Fannie Mae and Freddie Mac have been in government conservatorship since the fall of 2008, at which point they had a combined $5.3 trillion in outstanding debt. If this figure had been put on the government’s balance sheet, the public national debt would have increased by about 50%. Partly for this reason, some of their common and preferred stock remained in private hands.
Hedge funds made big bets in the darkest days of Fannie and Freddie that these two companies would become profitable again and that they would make a fortune on stock they had bought for next to nothing. They were right on the first count. The companies have paid $231 billion back to the U.S. Treasury, over $40 billion more than they got from taxpayers. But they were wrong on the second count since, in 2012, the government “changed the terms of the bailout and is now directing almost all their profits toward reduction of the federal deficit.” (p. 19) The hedge funds cried foul, filing some 20 lawsuits, alleging that the bailout’s third amendment, the one in 2012, “violates the Constitution’s Fifth Amendment: The government cannot confiscate private property without paying for it. … [T]his isn’t about the government’s actions in a time of crisis, but rather about the government’s actions after the crisis had passed. … A joke goes: ‘What’s the difference between the GSEs in the United States and Repsol in Argentina?’ The punchline: ‘Argentina settled.’” (p. 125)

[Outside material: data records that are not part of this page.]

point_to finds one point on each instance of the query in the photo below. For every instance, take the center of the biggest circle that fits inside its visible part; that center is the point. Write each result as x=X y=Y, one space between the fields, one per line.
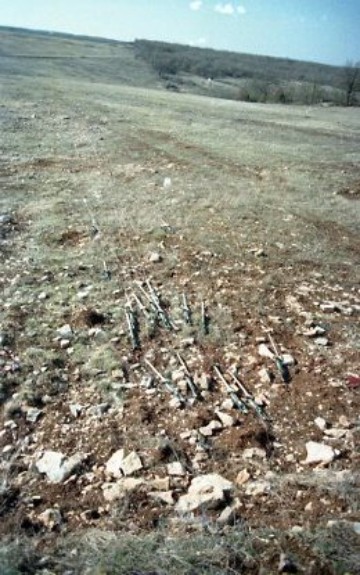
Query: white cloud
x=195 y=5
x=227 y=9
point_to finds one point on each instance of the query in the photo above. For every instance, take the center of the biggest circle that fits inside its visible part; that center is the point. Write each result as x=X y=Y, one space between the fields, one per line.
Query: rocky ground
x=149 y=383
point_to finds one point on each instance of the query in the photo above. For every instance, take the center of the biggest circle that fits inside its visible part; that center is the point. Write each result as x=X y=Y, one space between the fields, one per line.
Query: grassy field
x=252 y=209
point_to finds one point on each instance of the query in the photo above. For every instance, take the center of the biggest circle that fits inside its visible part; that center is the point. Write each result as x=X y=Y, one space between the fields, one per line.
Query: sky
x=325 y=31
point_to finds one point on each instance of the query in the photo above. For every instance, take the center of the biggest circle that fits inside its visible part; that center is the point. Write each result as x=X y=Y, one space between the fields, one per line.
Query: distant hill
x=174 y=67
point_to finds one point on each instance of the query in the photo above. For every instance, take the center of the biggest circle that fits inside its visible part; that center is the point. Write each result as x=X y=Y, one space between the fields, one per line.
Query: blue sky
x=319 y=30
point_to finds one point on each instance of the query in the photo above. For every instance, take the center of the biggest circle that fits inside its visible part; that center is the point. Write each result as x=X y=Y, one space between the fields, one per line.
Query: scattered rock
x=265 y=376
x=76 y=409
x=254 y=453
x=176 y=468
x=319 y=453
x=57 y=467
x=242 y=477
x=33 y=414
x=323 y=341
x=154 y=258
x=226 y=419
x=256 y=488
x=65 y=332
x=119 y=465
x=205 y=492
x=160 y=483
x=120 y=489
x=114 y=464
x=50 y=518
x=163 y=496
x=321 y=423
x=228 y=515
x=264 y=351
x=335 y=433
x=211 y=428
x=286 y=565
x=288 y=360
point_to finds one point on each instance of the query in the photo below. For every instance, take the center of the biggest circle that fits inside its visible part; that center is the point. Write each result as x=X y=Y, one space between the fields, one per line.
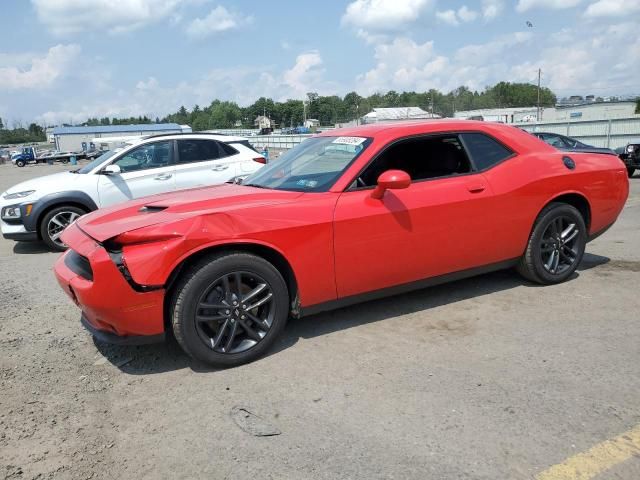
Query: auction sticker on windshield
x=349 y=140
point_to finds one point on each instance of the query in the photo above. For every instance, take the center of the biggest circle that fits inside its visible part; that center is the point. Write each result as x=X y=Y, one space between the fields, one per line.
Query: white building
x=74 y=139
x=396 y=114
x=593 y=111
x=262 y=121
x=504 y=115
x=560 y=113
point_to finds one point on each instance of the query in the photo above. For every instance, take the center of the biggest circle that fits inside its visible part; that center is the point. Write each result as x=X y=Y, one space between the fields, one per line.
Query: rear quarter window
x=484 y=151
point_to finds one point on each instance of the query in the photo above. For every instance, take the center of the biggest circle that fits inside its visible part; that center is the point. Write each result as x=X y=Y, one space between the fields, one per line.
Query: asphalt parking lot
x=486 y=378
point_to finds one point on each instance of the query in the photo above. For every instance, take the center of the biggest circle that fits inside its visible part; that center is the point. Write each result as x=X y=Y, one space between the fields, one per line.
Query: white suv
x=41 y=208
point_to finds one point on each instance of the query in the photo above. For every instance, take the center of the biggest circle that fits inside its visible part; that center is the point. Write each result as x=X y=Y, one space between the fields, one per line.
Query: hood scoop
x=152 y=208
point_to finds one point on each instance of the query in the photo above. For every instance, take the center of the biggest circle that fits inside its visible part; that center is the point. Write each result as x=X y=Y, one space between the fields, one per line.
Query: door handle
x=479 y=188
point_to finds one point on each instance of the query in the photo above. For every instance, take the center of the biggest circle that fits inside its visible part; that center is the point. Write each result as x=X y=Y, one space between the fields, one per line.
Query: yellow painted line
x=601 y=457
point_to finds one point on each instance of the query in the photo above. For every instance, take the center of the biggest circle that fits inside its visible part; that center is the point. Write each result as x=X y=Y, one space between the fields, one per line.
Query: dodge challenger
x=346 y=216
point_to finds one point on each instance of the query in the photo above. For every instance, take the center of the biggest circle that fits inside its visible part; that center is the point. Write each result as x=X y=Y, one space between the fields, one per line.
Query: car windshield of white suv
x=312 y=166
x=94 y=163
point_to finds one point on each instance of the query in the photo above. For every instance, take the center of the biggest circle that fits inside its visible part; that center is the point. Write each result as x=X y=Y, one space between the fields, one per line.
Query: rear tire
x=556 y=245
x=53 y=224
x=214 y=314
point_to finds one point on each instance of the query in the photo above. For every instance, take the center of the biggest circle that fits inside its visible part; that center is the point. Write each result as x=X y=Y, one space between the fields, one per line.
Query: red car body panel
x=339 y=243
x=108 y=302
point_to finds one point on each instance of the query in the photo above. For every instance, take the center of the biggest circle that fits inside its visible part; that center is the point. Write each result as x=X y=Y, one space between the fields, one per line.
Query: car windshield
x=312 y=166
x=93 y=164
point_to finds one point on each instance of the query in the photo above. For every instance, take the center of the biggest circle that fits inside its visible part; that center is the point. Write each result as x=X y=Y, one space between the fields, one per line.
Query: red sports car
x=347 y=215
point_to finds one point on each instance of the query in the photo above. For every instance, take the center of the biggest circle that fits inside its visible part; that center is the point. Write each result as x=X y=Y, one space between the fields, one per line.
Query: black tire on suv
x=54 y=222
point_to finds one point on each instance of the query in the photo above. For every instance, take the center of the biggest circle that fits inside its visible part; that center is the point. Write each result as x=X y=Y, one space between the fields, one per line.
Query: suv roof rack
x=184 y=133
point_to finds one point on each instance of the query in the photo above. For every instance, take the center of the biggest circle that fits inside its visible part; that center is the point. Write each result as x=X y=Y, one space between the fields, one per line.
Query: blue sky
x=65 y=60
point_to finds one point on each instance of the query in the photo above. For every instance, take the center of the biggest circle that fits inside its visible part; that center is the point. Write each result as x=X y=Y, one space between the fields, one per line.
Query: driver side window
x=422 y=158
x=151 y=155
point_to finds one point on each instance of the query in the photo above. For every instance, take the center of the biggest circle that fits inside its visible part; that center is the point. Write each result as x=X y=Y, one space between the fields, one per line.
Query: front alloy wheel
x=229 y=308
x=235 y=312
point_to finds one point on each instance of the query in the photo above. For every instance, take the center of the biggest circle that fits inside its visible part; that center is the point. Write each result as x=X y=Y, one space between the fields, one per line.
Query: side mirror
x=112 y=170
x=391 y=180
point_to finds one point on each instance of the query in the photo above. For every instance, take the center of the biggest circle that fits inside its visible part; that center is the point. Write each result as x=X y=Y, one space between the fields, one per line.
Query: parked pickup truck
x=630 y=155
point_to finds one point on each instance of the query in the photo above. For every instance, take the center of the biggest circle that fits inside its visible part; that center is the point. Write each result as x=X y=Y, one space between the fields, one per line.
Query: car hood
x=175 y=206
x=47 y=184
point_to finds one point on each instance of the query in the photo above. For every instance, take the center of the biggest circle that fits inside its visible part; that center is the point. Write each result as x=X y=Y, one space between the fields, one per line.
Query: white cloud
x=304 y=73
x=601 y=61
x=243 y=84
x=613 y=8
x=68 y=17
x=448 y=16
x=466 y=14
x=42 y=72
x=384 y=15
x=451 y=17
x=492 y=8
x=524 y=5
x=218 y=20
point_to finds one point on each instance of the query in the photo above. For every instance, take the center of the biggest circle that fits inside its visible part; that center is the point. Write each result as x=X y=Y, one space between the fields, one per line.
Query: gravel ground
x=486 y=378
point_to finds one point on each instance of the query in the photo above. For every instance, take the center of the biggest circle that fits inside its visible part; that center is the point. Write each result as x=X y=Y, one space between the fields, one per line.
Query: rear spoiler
x=604 y=151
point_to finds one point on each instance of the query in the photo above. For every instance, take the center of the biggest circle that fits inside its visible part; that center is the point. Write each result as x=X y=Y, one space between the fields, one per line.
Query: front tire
x=54 y=222
x=556 y=245
x=228 y=309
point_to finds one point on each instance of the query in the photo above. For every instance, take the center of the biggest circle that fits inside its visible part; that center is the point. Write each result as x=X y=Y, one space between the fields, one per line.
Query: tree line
x=329 y=110
x=333 y=109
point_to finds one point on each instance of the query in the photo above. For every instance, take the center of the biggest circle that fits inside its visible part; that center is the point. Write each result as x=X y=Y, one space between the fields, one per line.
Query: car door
x=145 y=170
x=204 y=162
x=435 y=226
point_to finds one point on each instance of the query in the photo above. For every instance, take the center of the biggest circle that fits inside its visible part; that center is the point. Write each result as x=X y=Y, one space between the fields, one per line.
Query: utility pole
x=538 y=110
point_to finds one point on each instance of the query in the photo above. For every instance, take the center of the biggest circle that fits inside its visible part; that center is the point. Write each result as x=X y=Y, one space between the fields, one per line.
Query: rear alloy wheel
x=54 y=223
x=556 y=245
x=229 y=309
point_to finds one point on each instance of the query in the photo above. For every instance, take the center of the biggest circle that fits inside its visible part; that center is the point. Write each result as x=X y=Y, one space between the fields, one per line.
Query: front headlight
x=13 y=196
x=11 y=213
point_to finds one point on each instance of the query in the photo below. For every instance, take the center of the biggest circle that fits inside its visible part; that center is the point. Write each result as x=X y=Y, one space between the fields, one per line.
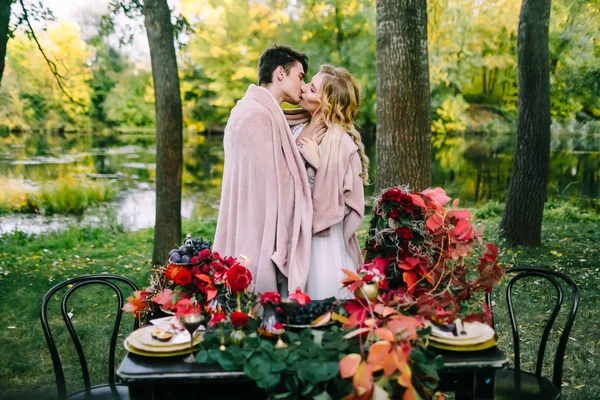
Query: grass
x=66 y=196
x=30 y=265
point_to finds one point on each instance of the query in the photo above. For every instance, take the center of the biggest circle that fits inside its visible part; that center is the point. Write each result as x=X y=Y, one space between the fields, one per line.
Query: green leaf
x=202 y=356
x=278 y=366
x=307 y=389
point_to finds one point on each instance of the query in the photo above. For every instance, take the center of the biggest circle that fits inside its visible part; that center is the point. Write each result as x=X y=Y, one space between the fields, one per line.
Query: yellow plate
x=472 y=347
x=160 y=347
x=133 y=350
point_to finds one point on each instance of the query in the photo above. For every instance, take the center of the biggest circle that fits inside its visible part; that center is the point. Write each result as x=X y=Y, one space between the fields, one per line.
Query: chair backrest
x=72 y=285
x=559 y=285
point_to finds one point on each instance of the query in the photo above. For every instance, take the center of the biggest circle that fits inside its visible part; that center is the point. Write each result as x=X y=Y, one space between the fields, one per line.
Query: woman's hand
x=309 y=149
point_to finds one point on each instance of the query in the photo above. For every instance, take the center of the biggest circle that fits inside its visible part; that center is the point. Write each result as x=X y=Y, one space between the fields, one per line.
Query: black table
x=469 y=374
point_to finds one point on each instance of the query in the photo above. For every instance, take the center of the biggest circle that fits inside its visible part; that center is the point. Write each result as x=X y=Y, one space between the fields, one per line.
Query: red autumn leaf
x=352 y=281
x=349 y=364
x=434 y=222
x=363 y=379
x=378 y=353
x=164 y=298
x=410 y=278
x=385 y=334
x=384 y=311
x=406 y=324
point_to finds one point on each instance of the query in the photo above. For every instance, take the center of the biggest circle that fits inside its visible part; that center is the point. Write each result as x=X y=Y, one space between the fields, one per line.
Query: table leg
x=140 y=392
x=484 y=385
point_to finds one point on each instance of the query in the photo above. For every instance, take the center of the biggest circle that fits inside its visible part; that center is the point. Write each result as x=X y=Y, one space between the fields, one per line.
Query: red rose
x=238 y=319
x=216 y=319
x=270 y=297
x=204 y=254
x=238 y=278
x=404 y=232
x=183 y=277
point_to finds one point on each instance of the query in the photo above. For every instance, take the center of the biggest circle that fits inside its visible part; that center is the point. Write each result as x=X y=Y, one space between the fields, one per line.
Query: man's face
x=291 y=85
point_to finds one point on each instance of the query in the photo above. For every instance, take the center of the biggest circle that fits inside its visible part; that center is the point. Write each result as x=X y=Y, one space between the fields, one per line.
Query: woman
x=337 y=170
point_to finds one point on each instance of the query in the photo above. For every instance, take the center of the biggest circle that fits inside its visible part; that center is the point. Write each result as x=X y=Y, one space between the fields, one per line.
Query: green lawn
x=30 y=265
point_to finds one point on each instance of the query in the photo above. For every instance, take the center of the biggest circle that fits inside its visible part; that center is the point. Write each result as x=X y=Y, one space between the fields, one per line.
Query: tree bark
x=522 y=220
x=403 y=97
x=169 y=127
x=4 y=31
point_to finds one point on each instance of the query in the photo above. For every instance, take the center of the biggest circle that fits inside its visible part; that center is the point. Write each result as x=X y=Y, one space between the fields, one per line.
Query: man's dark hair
x=276 y=56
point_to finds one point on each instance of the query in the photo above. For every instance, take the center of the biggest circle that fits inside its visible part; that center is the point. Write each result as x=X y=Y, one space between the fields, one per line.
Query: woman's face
x=309 y=99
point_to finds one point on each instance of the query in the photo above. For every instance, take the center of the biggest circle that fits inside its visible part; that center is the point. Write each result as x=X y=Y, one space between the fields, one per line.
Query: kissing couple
x=292 y=195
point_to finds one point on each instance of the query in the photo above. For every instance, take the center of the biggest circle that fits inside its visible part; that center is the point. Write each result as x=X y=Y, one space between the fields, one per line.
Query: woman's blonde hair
x=340 y=100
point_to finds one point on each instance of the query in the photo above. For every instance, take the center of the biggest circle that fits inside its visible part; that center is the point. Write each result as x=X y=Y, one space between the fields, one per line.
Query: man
x=266 y=211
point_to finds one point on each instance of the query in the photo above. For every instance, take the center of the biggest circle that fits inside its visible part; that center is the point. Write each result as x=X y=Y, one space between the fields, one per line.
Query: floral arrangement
x=424 y=262
x=208 y=283
x=432 y=256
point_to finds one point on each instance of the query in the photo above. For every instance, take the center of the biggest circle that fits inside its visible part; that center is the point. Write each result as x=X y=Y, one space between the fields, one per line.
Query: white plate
x=485 y=333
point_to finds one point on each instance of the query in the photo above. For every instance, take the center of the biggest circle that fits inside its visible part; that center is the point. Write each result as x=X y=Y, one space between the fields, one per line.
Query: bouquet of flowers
x=433 y=257
x=206 y=283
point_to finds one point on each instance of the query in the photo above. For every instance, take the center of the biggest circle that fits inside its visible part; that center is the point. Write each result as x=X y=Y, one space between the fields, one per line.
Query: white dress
x=328 y=256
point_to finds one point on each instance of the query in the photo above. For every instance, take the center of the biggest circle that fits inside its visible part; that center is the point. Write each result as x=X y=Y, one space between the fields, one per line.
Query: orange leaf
x=363 y=379
x=378 y=353
x=401 y=359
x=356 y=332
x=349 y=365
x=410 y=278
x=385 y=334
x=384 y=311
x=339 y=318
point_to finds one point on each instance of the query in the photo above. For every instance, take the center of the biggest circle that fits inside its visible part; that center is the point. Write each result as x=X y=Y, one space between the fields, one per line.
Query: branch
x=59 y=78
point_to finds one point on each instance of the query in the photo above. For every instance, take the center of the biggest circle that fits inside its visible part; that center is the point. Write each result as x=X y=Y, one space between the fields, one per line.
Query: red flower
x=404 y=232
x=270 y=297
x=238 y=319
x=300 y=297
x=204 y=254
x=238 y=278
x=216 y=319
x=183 y=277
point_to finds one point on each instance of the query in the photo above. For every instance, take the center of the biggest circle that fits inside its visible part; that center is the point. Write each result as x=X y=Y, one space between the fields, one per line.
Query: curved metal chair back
x=523 y=272
x=73 y=285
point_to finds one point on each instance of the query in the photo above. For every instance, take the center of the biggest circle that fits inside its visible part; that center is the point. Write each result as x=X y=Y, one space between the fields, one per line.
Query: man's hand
x=309 y=149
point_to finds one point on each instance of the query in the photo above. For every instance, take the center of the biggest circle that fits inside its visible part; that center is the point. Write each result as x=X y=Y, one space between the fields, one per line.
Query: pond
x=468 y=170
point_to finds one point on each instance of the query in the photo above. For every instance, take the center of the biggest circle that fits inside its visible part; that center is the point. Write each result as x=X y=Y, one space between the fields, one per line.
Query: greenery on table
x=307 y=368
x=30 y=265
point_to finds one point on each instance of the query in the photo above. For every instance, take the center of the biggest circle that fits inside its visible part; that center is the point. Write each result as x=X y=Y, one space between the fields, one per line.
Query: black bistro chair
x=515 y=384
x=106 y=391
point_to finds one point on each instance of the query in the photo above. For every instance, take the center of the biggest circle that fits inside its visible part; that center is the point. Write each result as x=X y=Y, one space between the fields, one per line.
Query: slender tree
x=522 y=220
x=403 y=98
x=169 y=127
x=4 y=32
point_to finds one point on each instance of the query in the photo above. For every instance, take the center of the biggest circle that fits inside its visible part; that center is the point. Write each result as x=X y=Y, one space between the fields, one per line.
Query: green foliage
x=309 y=366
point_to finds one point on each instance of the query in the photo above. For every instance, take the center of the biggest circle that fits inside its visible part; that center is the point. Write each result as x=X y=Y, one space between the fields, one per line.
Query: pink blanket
x=265 y=211
x=338 y=191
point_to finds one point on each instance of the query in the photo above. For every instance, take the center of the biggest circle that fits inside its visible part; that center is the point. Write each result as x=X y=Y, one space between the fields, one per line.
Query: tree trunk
x=4 y=27
x=403 y=97
x=522 y=220
x=169 y=126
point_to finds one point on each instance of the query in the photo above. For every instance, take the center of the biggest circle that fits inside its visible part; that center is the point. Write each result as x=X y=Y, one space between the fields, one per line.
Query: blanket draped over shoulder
x=338 y=192
x=265 y=212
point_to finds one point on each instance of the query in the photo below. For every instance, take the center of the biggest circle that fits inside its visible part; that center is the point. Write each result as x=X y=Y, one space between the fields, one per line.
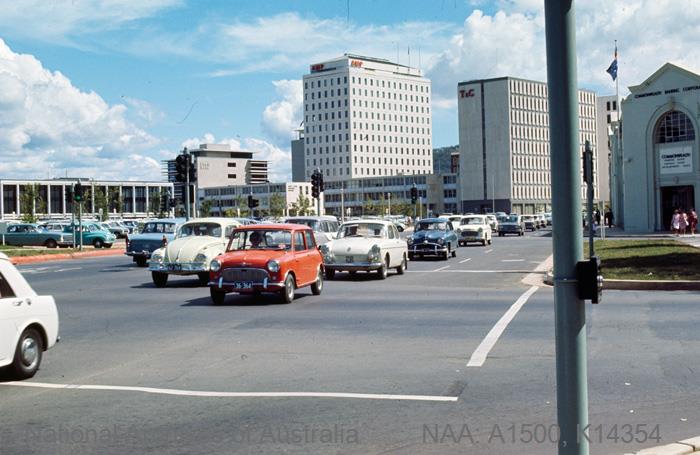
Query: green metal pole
x=570 y=313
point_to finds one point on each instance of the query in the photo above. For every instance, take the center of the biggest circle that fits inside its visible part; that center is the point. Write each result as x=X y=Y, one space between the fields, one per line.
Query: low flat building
x=52 y=198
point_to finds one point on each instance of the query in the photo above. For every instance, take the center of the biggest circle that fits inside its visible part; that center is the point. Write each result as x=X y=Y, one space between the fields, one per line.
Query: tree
x=205 y=208
x=29 y=201
x=301 y=207
x=277 y=204
x=102 y=203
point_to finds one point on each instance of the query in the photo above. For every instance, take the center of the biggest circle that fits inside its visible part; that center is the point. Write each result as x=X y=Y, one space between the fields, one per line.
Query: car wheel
x=27 y=354
x=401 y=269
x=317 y=286
x=217 y=297
x=383 y=271
x=288 y=291
x=160 y=279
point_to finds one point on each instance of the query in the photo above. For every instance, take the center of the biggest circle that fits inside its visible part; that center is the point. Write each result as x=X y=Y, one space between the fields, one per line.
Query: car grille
x=252 y=275
x=145 y=245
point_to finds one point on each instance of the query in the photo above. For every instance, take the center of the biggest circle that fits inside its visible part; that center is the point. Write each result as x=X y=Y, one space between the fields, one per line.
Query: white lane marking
x=201 y=393
x=69 y=268
x=482 y=351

The investors have been losing their battle in the courts, with one judge dismissing a suit because of a provision in the Housing Economic Recovery Act that reads: “No court may take any action to restrain or affect the exercise of powers or functions of the Director as a conservator or a receiver.” (p. 128) But they haven’t given up on the GSEs. Bill Ackman bought about 13% of the remaining 20% of the GSEs’ common stock in the spring of 2014, and in February of this year Bruce Berkowitz’s Fairholme Fund picked up nearly five million shares. They are betting that Fannie and Freddie will be revitalized.
The federal government has been trying, though not very hard, to kill off Fannie and Freddie ever since the housing crisis. At a conference in early 2015, a Treasury official said that the administration “’believes that private capital should be at the center of the housing finance system.’ And he reiterated that Fannie and Freddie had to die. ‘The critical flaws in the legacy system that allowed private shareholders and senior employees of the GSEs to reap substantial profits while leaving taxpayers to shoulder enormous losses cannot be fixed by a regulator or conservator because they are intrinsic to the GSEs’ congressional charters,’ he said.” (pp. 146-47)
But Fannie and Freddie soldier on, severely undercapitalized and on shaky ground. They seem destined to have long, if not necessarily happy, lives. And the cult of homeownership remains intact—at least in Washington, if not among millennials.